UPDATE: at bottom (1.30.14)
So I’ve transitioned to a new position in San Diego where I’m more support/administration vs. incident handling/intrusion detection, and one of things I’ve recently and in the past have wanted was some sort of way to confirm the SMTP gateway’s for the company your working at are up and processing email from the internet. Now of course you can telnet to port 25 manually but that’s a pain and the call that “your stuff is down” could come at anytime 24/7. I’ve googled for a script like this many times over the years but never saw something that would do exactly what I wanted. In the world of IT getting frustrated enough over and over is usually the only thing that motivates you to get off your azz and script up something yourself.

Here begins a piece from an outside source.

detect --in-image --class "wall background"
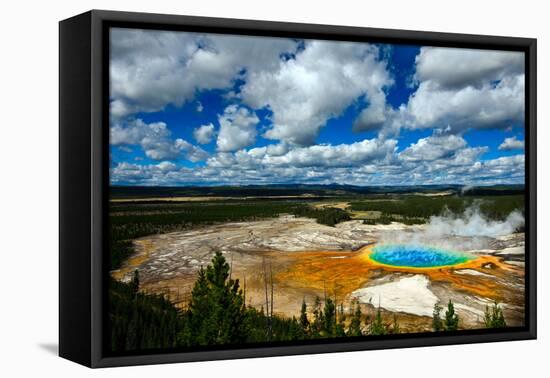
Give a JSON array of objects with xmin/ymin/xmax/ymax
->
[{"xmin": 0, "ymin": 0, "xmax": 550, "ymax": 378}]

So I decided to put together a bash script that would send an email with telnet to me through each of the SMTP relays separately. Also I wanted something I could simply launch from a Putty session to a free RedHat Amazon AWS instance anywhere I was w/o worrying about VPN’ing into work to troubleshoot, this would test the inbound internet connectivity part as well. I added an if/then statement to allow me the option to include an email address on the command line of the person complaining my gear isn’t working. So if the x number emails that pop into their inbox with date/time stamp equals the x number of relays the company owns then my servers are up and processing mail and they need to look elsewhere for the trouble. Script is below in a .txt form, feel free to offer suggestions or share links to your own scripts in the blog comments as this comes with the usual disclaimer of me not being a bash scripting expert and use at your own risk, etc etc.
Script with some comments within the first server’s connection
Random Tips I’ve learned
1. If you are testing/modifying this script try running it with bash -x ./sendtestemail.sh. Helps troubleshoot what’s going on between script and the mail server as the SMTP conversation takes place.
2. Add “TZ=’US/Pacific’; export TZ” w/o quotes to your .bash_profile changing the timezone of your Amazon AWS instance to whatever Timezone your SMTP gateway’s are in.
3. When viewing the script use notepad++ and format the script as Language > S > Shell to better understand what’s going on.
4. I think amazon is throttling outbound connections on port 25, as I’m having some trouble connecting to the fourth SMTP agent in my script, but I’m seeing no attempts on the FW so sounds like outbound blocks probably to combat SPAM. So I modified the script with longer sleep times, and uploaded that here.
5. Use and buy JuiceSSH for Android! I can now auth to the Amazon instance with pub/priv keys and launch the script to whoever is saying my stuff is down from my phone. Very cool.